18 – Os direitos dos índios relacionados as suas terras são imprescritíveis e estas são inalienáveis e indisponíveis.

Leia o Capítulo da Constituição Federal

CAPÍTULO VIII

DOS ÍNDIOS

Art. 231. São reconhecidos aos índios sua organização social, costumes, línguas, crenças e tradições, e os direitos originários sobre as terras que tradicionalmente ocupam, competindo à União demarcá-las, proteger e fazer respeitar todos os seus bens.

§ 1º — São terras tradicionalmente ocupadas pelos índios as por eles habitadas em caráter permanente, as utilizadas para suas atividades produtivas, as imprescindíveis à preservação dos recursos ambientais necessários a seu bem-estar e as necessárias a sua reprodução física e cultural, segundo seus usos, costumes e tradições.
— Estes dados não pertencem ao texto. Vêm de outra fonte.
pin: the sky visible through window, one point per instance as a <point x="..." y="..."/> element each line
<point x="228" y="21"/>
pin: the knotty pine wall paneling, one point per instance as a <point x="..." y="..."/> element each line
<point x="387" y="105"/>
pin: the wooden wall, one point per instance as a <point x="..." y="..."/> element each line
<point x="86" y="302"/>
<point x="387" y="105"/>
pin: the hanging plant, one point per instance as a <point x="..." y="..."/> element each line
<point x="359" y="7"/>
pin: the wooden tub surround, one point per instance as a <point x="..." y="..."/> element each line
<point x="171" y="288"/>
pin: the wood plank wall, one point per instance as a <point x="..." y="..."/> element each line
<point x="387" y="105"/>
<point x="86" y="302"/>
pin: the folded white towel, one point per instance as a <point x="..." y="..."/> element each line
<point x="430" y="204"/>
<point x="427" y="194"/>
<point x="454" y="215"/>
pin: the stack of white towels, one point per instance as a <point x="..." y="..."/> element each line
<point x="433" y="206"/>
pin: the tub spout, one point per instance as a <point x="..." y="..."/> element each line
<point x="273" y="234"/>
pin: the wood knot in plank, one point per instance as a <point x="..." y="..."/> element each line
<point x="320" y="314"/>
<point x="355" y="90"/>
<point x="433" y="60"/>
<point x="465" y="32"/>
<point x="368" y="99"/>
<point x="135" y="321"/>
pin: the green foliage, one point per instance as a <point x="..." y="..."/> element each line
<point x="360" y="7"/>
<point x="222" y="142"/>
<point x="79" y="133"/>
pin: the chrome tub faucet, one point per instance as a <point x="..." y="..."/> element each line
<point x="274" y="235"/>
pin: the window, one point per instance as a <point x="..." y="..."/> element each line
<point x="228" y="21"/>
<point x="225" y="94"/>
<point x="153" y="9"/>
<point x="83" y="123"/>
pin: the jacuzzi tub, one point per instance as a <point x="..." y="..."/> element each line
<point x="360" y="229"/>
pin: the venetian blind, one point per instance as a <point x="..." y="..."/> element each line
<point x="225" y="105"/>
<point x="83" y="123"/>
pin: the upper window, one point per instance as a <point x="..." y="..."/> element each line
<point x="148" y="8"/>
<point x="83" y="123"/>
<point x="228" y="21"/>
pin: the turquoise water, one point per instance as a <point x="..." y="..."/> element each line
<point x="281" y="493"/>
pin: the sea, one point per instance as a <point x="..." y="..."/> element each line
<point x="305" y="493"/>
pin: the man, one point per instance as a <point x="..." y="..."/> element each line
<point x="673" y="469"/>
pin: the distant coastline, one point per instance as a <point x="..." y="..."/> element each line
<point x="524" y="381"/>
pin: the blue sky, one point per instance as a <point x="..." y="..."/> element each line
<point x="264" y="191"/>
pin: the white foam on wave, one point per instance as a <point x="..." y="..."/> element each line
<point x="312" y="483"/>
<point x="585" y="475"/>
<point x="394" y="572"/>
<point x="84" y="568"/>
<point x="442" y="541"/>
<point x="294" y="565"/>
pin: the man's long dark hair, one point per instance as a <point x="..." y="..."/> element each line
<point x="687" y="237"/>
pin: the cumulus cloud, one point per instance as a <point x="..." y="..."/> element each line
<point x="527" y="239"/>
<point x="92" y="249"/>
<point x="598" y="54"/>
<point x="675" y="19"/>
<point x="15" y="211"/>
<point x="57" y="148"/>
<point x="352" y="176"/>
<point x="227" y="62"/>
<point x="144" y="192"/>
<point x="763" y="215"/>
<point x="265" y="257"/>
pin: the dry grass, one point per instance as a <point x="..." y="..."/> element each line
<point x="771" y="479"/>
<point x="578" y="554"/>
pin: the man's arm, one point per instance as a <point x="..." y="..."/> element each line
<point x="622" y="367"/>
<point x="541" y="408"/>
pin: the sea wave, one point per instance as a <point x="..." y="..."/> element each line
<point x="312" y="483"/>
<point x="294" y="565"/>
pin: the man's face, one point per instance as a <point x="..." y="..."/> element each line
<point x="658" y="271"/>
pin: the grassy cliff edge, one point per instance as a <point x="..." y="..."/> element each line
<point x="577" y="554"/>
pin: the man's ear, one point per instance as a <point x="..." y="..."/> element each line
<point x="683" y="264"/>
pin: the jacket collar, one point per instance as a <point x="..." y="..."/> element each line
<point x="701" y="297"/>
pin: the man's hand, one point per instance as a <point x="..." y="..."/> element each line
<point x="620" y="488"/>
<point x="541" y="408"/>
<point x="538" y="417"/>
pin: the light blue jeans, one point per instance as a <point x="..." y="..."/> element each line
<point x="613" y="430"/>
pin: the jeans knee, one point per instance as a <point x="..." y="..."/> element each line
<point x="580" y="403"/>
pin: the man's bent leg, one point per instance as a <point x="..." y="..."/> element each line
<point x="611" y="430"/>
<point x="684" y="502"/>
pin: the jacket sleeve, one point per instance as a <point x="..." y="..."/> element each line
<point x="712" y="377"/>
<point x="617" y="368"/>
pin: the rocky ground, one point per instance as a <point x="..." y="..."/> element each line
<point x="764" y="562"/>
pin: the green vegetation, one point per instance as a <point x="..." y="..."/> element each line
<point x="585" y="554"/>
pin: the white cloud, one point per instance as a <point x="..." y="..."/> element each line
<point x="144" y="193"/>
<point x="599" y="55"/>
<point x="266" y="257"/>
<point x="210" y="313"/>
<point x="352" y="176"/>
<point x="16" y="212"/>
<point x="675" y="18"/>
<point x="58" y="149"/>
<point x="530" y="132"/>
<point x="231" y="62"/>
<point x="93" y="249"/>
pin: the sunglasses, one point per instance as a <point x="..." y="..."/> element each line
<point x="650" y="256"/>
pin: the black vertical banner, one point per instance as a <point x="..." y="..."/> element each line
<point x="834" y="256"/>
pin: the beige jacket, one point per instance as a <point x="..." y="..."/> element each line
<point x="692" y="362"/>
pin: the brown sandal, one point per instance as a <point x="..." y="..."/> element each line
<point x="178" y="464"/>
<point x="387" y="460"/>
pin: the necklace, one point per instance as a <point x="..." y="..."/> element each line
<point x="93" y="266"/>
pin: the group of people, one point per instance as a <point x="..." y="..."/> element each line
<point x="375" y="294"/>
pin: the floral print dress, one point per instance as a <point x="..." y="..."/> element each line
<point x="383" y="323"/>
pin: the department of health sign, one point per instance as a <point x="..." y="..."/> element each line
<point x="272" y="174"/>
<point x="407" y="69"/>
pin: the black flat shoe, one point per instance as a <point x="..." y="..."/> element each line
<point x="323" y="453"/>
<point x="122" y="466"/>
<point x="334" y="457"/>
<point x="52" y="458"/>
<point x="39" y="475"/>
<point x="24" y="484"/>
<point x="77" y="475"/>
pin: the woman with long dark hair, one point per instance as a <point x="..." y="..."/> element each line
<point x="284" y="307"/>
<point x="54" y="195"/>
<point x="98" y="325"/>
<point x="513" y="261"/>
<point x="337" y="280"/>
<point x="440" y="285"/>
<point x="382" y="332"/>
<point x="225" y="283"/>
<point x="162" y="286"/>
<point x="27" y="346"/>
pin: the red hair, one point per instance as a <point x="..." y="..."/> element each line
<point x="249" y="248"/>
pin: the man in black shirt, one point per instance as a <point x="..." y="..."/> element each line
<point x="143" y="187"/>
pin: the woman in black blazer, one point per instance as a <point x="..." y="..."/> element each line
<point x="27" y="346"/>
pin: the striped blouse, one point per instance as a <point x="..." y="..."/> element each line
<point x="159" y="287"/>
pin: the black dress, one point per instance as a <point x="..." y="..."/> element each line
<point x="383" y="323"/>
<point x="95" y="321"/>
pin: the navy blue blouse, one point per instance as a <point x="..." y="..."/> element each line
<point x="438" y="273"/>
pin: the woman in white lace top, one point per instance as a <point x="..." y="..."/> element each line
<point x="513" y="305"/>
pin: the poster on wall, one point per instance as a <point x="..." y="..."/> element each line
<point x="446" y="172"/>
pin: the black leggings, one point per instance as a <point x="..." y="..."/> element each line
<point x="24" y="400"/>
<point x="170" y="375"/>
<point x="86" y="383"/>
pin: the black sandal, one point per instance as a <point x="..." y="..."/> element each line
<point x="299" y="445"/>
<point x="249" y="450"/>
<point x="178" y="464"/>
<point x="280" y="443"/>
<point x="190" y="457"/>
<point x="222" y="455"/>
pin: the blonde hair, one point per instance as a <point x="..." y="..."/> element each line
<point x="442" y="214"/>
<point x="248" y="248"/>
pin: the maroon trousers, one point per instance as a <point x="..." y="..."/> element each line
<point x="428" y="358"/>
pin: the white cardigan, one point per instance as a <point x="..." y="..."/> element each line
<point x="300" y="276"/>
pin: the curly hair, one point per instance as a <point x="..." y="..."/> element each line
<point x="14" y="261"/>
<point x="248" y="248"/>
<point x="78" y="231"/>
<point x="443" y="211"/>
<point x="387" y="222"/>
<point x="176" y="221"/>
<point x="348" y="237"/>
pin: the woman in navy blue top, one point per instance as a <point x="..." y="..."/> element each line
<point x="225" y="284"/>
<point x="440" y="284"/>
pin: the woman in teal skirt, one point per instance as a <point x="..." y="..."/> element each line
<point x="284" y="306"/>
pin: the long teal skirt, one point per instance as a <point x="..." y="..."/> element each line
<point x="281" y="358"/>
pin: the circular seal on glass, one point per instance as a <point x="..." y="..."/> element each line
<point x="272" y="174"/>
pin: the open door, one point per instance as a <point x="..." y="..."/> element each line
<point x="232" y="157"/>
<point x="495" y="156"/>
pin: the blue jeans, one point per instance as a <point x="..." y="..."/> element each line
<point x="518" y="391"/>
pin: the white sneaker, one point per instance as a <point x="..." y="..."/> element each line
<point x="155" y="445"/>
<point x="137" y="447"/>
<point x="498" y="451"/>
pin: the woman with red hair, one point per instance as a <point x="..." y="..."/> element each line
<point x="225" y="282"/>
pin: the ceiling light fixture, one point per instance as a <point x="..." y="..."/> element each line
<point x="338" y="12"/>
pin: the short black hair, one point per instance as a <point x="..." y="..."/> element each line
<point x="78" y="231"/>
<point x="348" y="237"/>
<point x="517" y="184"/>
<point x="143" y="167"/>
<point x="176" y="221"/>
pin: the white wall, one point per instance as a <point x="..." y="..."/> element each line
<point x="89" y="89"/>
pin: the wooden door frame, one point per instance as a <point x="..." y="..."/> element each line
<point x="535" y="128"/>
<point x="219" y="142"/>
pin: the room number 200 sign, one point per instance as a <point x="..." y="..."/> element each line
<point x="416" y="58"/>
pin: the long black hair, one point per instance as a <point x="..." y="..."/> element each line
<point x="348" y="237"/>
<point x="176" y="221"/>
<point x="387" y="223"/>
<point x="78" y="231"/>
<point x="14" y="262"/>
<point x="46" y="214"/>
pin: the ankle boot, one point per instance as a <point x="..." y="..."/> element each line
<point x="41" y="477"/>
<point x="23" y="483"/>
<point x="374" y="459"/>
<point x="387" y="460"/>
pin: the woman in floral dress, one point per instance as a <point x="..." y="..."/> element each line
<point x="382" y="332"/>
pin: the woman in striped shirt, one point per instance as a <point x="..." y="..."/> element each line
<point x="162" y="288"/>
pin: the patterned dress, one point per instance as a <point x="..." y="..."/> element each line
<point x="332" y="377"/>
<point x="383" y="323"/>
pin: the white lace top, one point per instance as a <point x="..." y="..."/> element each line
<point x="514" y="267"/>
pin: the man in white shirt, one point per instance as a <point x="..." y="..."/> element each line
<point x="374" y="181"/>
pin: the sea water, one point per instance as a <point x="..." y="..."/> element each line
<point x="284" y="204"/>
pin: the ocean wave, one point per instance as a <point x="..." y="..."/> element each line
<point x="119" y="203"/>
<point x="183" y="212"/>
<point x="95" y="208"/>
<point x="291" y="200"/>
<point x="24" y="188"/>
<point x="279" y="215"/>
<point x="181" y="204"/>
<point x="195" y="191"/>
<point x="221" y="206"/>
§ 2º — As terras tradicionalmente ocupadas pelos índios destinam-se a sua posse permanente, cabendo-lhes o usufruto exclusivo das riquezas do solo, dos rios e dos lagos nelas existentes.

§ 3º — O aproveitamento dos recursos hídricos, incluídos os potenciais energéticos, a pesquisa e a lavra das riquezas minerais em terras indígenas só podem ser efetivados com autorização do Congresso Nacional, ouvidas as comunidades afetadas, ficando-lhes assegurada participação nos resultados da lavra, na forma da lei.

§ 4º — As terras de que trata este artigo são inalienáveis e indisponíveis, e os direitos sobre elas, imprescritíveis.

§ 5º — É vedada a remoção dos grupos indígenas de suas terras, salvo, “ad referendum” do Congresso Nacional, em caso de catástrofe ou epidemia que ponha em risco sua população, ou no interesse da soberania do País, após deliberação do Congresso Nacional, garantido, em qualquer hipótese, o retorno imediato logo que cesse o risco.

§ 6º — São nulos e extintos, não produzindo efeitos jurídicos, os atos que tenham por objeto a ocupação, o domínio e a posse das terras a que se refere este artigo, ou a exploração das riquezas naturais do solo, dos rios e dos lagos nelas existentes, ressalvado relevante interesse público da União, segundo o que dispuser lei complementar, não gerando a nulidade e a extinção direito a indenização ou a ações contra a União, salvo, na forma da lei, quanto às benfeitorias derivadas da ocupação de boa fé.

§ 7º — Não se aplica às terras indígenas o disposto no art. 174, § 3º e § 4º.

Art. 232. Os índios, suas comunidades e organizações são partes legítimas para ingressar em juízo em defesa de seus direitos e interesses, intervindo o Ministério Público em todos os atos do processo.